To compensate, Wright said he attempts to keep drivers in the Gilbert area, and has reduced the company’s service area. When the company goes farther out, it now combines multiple customers in one trip.
Meanwhile, Gallagher’s Heating and Air Conditioning, Los Molinos, Calif., is contemplating purchasing more fuel-efficient cars for its sales team. Currently, the sales employees drive their own vehicles and get reimbursed for mileage.
“Just when we were going to pull the trigger, gas prices shot up and now we are reconsidering,” said general manager Geno Gruber. “With fuel at $2.50 a gallon, buying the vehicles would save us money, but with gas at $3.50, we are not sure.

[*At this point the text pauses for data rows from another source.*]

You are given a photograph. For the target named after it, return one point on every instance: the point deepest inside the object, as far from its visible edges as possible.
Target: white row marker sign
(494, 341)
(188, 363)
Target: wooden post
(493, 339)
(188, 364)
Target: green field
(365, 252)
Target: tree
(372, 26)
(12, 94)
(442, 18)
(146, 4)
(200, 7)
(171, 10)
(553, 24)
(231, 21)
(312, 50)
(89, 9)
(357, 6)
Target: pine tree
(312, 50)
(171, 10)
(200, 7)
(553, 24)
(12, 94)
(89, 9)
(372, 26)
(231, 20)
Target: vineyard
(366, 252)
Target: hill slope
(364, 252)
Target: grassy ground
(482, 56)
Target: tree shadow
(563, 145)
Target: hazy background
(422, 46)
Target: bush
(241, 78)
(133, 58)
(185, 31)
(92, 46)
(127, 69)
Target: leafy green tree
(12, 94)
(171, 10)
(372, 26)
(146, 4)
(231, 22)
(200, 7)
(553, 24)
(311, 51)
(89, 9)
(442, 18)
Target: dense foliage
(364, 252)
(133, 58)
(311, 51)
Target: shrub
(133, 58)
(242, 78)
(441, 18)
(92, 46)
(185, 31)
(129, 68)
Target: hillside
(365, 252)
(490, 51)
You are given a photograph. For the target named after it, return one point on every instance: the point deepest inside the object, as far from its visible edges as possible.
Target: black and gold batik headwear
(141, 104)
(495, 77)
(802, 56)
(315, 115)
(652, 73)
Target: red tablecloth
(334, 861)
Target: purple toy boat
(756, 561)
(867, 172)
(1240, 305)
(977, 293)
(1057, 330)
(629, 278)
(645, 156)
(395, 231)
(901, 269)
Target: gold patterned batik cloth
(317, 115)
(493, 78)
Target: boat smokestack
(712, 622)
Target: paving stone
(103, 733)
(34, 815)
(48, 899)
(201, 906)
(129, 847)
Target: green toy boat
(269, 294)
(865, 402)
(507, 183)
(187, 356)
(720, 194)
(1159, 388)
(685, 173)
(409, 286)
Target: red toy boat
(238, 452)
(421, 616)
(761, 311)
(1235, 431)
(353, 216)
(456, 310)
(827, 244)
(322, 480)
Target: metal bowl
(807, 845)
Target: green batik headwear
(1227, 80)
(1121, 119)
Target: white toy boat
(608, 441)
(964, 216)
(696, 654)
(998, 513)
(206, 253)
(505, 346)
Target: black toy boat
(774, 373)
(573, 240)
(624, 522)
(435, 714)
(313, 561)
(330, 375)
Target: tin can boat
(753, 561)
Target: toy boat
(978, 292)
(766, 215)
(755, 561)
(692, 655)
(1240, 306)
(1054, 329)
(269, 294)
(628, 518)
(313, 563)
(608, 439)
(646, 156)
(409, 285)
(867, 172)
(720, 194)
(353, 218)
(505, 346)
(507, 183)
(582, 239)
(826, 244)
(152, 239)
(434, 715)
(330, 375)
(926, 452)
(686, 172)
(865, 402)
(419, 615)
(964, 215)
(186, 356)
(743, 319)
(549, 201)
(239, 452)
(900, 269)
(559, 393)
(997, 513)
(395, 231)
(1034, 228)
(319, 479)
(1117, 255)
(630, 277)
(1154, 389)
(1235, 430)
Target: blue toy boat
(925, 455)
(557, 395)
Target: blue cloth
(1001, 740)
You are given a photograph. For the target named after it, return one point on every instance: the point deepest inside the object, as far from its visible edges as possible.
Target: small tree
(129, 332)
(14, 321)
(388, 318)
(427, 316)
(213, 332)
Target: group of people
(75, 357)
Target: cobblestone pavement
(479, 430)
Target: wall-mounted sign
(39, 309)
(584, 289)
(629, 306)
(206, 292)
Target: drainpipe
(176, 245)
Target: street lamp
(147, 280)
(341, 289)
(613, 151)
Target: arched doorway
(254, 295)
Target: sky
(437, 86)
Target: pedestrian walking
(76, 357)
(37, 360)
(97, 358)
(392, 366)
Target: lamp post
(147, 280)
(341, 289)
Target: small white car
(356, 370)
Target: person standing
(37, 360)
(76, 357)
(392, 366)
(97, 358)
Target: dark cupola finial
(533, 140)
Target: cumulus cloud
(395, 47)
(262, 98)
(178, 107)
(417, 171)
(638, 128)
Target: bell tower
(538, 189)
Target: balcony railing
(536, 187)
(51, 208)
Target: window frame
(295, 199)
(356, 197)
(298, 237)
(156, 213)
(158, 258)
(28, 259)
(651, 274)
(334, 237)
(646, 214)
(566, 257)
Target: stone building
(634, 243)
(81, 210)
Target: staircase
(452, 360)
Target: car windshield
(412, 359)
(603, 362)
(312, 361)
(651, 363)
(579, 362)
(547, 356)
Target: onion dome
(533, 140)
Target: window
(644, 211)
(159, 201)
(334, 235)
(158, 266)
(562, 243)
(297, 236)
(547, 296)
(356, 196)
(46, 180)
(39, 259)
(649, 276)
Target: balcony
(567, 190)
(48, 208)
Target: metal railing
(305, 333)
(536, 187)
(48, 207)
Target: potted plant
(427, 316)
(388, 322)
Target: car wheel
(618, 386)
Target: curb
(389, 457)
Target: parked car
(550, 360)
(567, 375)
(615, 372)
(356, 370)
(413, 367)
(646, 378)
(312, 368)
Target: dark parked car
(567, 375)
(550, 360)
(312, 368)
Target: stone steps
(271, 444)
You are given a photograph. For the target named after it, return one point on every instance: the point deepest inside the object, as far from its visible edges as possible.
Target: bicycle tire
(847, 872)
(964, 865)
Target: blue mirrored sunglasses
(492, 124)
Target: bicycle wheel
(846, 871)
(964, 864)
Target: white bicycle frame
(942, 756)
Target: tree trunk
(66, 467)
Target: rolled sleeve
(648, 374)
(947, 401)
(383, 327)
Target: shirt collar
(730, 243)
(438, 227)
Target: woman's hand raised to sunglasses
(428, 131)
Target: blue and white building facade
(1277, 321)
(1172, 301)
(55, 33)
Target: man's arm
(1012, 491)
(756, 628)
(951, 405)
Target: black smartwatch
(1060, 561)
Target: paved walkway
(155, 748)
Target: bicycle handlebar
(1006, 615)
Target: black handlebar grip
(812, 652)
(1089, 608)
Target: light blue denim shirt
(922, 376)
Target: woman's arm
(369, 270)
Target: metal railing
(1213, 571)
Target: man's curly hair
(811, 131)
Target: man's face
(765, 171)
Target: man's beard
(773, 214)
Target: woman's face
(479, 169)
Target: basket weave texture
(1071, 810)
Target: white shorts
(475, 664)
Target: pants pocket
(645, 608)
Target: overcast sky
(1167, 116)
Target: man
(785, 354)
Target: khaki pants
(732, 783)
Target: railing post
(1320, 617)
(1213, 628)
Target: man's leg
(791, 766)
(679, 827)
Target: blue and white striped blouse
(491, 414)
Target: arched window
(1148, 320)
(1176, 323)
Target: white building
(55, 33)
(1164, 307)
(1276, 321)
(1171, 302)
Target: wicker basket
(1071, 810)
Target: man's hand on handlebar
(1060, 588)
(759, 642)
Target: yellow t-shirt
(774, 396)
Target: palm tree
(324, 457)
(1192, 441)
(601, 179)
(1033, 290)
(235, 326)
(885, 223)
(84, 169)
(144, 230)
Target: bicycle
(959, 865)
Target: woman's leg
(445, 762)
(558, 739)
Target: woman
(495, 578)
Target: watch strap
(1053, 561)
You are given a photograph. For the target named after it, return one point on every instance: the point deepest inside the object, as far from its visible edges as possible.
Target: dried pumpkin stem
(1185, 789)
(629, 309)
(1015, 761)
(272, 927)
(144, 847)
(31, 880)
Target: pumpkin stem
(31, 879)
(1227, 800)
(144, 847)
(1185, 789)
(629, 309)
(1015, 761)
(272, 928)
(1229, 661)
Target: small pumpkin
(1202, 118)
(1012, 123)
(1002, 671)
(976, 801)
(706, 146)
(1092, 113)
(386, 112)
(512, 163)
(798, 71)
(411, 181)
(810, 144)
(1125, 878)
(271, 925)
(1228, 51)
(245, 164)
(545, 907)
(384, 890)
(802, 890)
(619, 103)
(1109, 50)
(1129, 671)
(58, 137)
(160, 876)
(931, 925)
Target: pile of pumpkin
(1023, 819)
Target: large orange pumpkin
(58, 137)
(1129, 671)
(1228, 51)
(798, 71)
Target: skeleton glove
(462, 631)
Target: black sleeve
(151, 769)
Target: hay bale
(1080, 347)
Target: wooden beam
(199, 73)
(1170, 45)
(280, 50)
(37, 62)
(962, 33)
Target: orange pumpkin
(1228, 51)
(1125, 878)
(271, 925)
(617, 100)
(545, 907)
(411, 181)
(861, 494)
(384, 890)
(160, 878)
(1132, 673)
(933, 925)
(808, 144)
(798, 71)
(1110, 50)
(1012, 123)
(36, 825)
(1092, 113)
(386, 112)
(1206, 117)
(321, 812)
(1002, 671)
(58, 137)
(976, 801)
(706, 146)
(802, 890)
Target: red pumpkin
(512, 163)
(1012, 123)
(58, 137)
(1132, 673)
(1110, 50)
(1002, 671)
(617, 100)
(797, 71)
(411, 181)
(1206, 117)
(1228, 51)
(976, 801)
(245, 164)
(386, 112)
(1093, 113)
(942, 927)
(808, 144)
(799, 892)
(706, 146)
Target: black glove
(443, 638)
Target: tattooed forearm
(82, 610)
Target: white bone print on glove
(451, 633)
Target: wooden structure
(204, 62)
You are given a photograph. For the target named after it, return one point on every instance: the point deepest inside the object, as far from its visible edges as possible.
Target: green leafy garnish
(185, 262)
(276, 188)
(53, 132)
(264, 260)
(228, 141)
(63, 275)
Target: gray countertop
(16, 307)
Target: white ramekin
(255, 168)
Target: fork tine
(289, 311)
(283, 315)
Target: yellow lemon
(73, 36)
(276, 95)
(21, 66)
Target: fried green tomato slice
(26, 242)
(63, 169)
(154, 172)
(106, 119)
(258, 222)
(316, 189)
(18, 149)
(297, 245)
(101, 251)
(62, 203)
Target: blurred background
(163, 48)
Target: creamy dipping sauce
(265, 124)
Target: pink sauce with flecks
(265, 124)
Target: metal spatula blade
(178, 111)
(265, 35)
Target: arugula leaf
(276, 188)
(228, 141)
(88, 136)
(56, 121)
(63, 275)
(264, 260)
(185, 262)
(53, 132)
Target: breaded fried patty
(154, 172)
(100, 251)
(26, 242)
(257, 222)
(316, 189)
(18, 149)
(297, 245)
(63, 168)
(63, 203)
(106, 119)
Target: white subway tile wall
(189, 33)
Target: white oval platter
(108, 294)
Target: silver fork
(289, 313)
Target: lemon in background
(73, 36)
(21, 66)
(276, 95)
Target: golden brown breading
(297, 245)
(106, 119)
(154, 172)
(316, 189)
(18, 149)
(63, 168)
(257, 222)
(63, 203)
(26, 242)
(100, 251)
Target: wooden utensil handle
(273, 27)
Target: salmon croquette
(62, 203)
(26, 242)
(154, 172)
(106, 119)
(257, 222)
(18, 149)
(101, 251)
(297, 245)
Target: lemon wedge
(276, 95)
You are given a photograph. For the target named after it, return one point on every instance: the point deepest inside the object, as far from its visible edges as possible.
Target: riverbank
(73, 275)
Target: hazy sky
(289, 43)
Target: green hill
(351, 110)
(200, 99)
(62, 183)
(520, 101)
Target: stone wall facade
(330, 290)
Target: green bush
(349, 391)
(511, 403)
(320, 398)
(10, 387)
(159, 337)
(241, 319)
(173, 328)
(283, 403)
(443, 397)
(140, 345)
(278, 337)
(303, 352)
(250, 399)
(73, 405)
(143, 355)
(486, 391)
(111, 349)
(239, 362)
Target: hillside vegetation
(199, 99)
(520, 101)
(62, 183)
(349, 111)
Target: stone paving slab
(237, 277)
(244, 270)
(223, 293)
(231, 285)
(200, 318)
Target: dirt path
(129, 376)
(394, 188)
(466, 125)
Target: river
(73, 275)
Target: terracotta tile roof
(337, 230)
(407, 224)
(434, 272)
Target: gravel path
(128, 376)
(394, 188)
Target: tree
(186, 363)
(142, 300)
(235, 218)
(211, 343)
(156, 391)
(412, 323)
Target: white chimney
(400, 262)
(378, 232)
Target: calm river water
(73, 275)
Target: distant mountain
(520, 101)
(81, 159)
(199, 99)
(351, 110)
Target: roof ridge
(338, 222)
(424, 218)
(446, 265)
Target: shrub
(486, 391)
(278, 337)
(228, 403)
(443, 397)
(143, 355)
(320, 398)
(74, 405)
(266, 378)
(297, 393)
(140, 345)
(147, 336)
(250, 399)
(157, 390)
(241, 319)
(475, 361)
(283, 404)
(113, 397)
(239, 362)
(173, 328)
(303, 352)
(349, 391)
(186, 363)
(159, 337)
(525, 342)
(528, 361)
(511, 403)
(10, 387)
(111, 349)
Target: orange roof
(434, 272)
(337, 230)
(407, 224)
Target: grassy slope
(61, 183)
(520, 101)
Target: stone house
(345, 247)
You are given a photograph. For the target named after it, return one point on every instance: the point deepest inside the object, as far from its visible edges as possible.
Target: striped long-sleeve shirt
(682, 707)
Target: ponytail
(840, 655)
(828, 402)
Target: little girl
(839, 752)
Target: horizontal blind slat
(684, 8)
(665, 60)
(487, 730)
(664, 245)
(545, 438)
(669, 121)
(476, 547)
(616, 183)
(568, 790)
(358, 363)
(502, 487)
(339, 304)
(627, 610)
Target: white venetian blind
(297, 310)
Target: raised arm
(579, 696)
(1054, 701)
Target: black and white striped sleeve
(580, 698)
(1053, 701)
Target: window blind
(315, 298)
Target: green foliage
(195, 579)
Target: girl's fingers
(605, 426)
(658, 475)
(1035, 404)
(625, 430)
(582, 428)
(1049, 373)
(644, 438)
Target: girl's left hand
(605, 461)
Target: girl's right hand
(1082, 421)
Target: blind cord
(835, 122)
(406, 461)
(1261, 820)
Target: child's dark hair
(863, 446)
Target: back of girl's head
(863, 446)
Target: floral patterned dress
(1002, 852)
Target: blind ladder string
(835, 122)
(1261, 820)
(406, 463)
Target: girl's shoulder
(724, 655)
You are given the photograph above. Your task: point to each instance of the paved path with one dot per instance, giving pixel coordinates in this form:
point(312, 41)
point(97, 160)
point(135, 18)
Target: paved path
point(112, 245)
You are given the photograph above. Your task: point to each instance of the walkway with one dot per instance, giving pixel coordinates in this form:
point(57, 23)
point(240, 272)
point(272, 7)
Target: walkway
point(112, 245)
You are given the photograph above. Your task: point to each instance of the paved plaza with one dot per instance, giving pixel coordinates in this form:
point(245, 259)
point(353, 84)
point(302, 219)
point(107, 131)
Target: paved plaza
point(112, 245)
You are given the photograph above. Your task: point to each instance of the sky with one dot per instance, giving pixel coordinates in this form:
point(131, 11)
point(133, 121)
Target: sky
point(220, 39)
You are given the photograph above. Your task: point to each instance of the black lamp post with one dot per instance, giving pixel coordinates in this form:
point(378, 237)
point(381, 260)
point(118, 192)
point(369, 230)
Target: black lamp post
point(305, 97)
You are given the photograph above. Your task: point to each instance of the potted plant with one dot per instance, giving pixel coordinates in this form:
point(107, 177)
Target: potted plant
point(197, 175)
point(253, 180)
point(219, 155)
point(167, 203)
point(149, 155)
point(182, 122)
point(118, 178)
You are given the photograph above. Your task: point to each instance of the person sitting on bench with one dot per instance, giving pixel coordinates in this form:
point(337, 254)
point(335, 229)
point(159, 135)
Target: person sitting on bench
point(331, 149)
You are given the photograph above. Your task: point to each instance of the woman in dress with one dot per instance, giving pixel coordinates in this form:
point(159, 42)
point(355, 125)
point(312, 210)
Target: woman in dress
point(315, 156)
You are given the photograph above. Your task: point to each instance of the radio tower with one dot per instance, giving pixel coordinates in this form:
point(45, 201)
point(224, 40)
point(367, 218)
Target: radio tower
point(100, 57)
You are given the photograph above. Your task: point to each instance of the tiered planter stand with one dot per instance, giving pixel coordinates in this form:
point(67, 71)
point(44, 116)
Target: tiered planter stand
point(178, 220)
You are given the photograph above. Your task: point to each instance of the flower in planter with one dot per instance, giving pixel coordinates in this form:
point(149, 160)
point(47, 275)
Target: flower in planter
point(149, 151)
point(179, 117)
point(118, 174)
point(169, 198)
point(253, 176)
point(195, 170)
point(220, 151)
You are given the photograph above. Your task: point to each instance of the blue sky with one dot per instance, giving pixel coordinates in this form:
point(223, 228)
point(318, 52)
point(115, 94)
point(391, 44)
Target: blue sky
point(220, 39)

If the government raises the mileage reimbursement rate, then buying the sales team more fuel-efficient vehicles makes sense again.”
As for the service department, Gruber said the company had to raise its prices to compensate for the cost of gas.
“The challenge is how high will fuel costs go and how long will they stay there?” he asked.
In yet another move, Gruber said the company installed global position systems (GPS) in the company vehicles, to keep track of vehicle use, as well as gas use.
“But even before we start the day, we review techs’ schedules in MapPoint and reroute for a more efficient day, which has benefits other than fuel conservation,” said Gruber. “We just have to watch what we are doing better.”
EXPERTS OFFER SOME OPTIONSWhile applying a fuel surcharge or adjusting rates seems to be the way most contractors are handling the current gasoline situation, several industry consultants offered other possibilities. For instance, Jim Hinshaw, of Sales Improvement Professionals Inc. (www.siptraining.com), said contractors could institute a “radius fee” for customers around their home base.
“This is a surcharge, yes, but it would be nothing for customers in the first 10 miles, but it could be $5 for those 10-15 miles out, and so on,” offered Hinshaw. “Some contractors have calculated their cost of fuel as a percent of sales, and if it is going to 2 percent, they have raised their selling prices accordingly.”
Hinshaw believes the smart contractors are thinking of ways to have the customer involved in the added fuel cost. For those contractors that let it slide, he said they “will have to suffer through another year of marginal profits.”
When asked what a contractor should do, Drew Cameron, president of HVAC Sellutions, provided the following suggestions:
• Budget added fuel expense into overhead and increase overhead multiplier used on top of labor to recover costs in pricing for each department;
• Increase sales closing ratio and average ticket to reduce fuel percentage impact on overhead. “More work sold on one job lessens the sting,” said Cameron;
• Cluster service and sales calls, as well as installs, geographically. “You could dispatch by zip code,” he offered;
• Have techs park trucks at office each night;
• Retrofit vehicles for natural gas;
• Use hybrid vehicles;
• Use a fuel blend with ethanol, if engine allows “as it supposedly increases miles per gallon (mpg),” he said;
• Consolidate vendor orders and have them delivered instead of picking up if vendor offers free delivery;
• Get on a fleet fuel program and negotiate a rebate, based on volume of annual purchases. “For smaller companies, strike a deal with one local station for a per-gallon discount for using that station exclusively,” he said;
• Lighten load on each vehicle to increase mpg. This means less materials on a truck, having only required tools;
• Some area companies may have their own fueling station on their premises and buy at a discount. “Contractors may be able to purchase fuel through them for less or arrange a barter-type relationship of your services for their fuel,” said Cameron.